On 25 November – International Day for Elimination of Violence Against Women, sheatwork reminds everyone about taking a stand against gender-based violence
On November 25 – the International Day for Elimination of Violence Against Women, we remember how there was a clear stand taken globally against gender-based violence. Many initiatives were introduced to deal with this problem.
The Convention of Elimination of All Forms of Discrimination against Women (CEDAW) was adopted by the UN General Assembly in 1979 – to lay the foundation for opening up the path towards a world, free of gender-based violence. Then, an initiative was launched in 2008 known as the UNiTE to End Violence against Women, the objective of which was to raise public awareness around the issue. Going beyond, it also aimed at increasing both policymaking and resources dedicated to ending violence against women and girls worldwide.

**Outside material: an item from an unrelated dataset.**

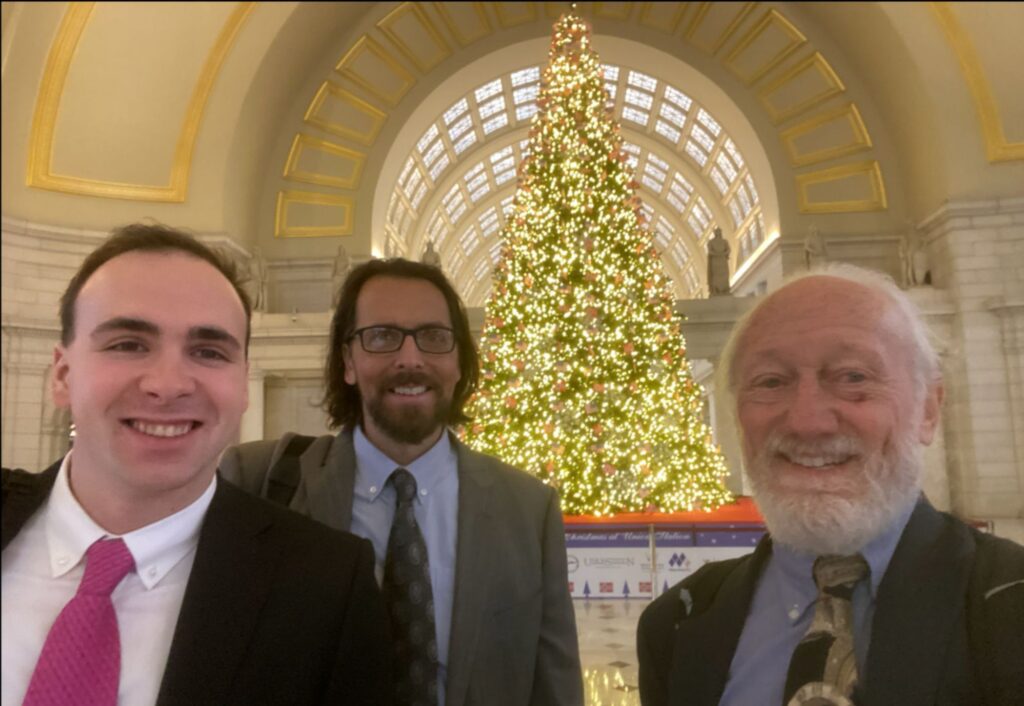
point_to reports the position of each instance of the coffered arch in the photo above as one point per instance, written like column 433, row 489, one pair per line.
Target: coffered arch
column 780, row 100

In 2017, the European Union (EU) and the UN launched the Spotlight Initiative, which focused on eliminating all forms of violence against women and girls – by putting the spotlight on raising awareness levels of this issue, in line with the 2030 Agenda for Sustainable Development.
Finally, on 7 February 2000, the General Assembly officially designated 25 November as the International Day for the Elimination of Violence Against Women – predominantly inviting governments, international organizations as well as NGOs to come together and organize activities designed to raise public awareness every year.
Unfortunately, it is observed today that violence against women remains a critical and devastating problem worldwide. So, there is still a long way to go.
In 2020, COVID-19 impacted our lives in nearly every way, as countries went into lockdown; and the immediate attention being restriction of movement, to contain the spread of the virus. As the world got locked in, with doors closed it was quickly seen that isolation began. Strangely, at this time, reports of all forms of violence against women and girls, particularly domestic violence, began to surface.
Women were indeed, hit hard by the economic fallout of COVID-19. We are still in the grips of the pandemic and women entrepreneurs and employees continue to suffer the impact of layoffs and business losses to a greater extent than men. It was reported that women are more vulnerable to COVID-19-related economic effects, because of the gender inequalities that already existed.
The pandemic of violence against women is nothing new, as a matter of fact. Even before COVID-19 hit us, globally, 243 million women and girls were abused by their partners in the past year. The COVID-19 pandemic intensified the violence, even as support services oscillated and reaching out to help became difficult.
Remember, women’s empowerment is all about supporting and allowing women to make life-determining decisions that can transform their lives forever, which can impact society at large. And, empowering women is the fundamental right of women. They can and should have equal rights to participate in education, business, society, economics and politics.
So, ending violence against women is everyone’s business. Let us take a pledge to work towards this initiative, so that women, who want to take up business and become independent in society, can confidently take the decision and move ahead.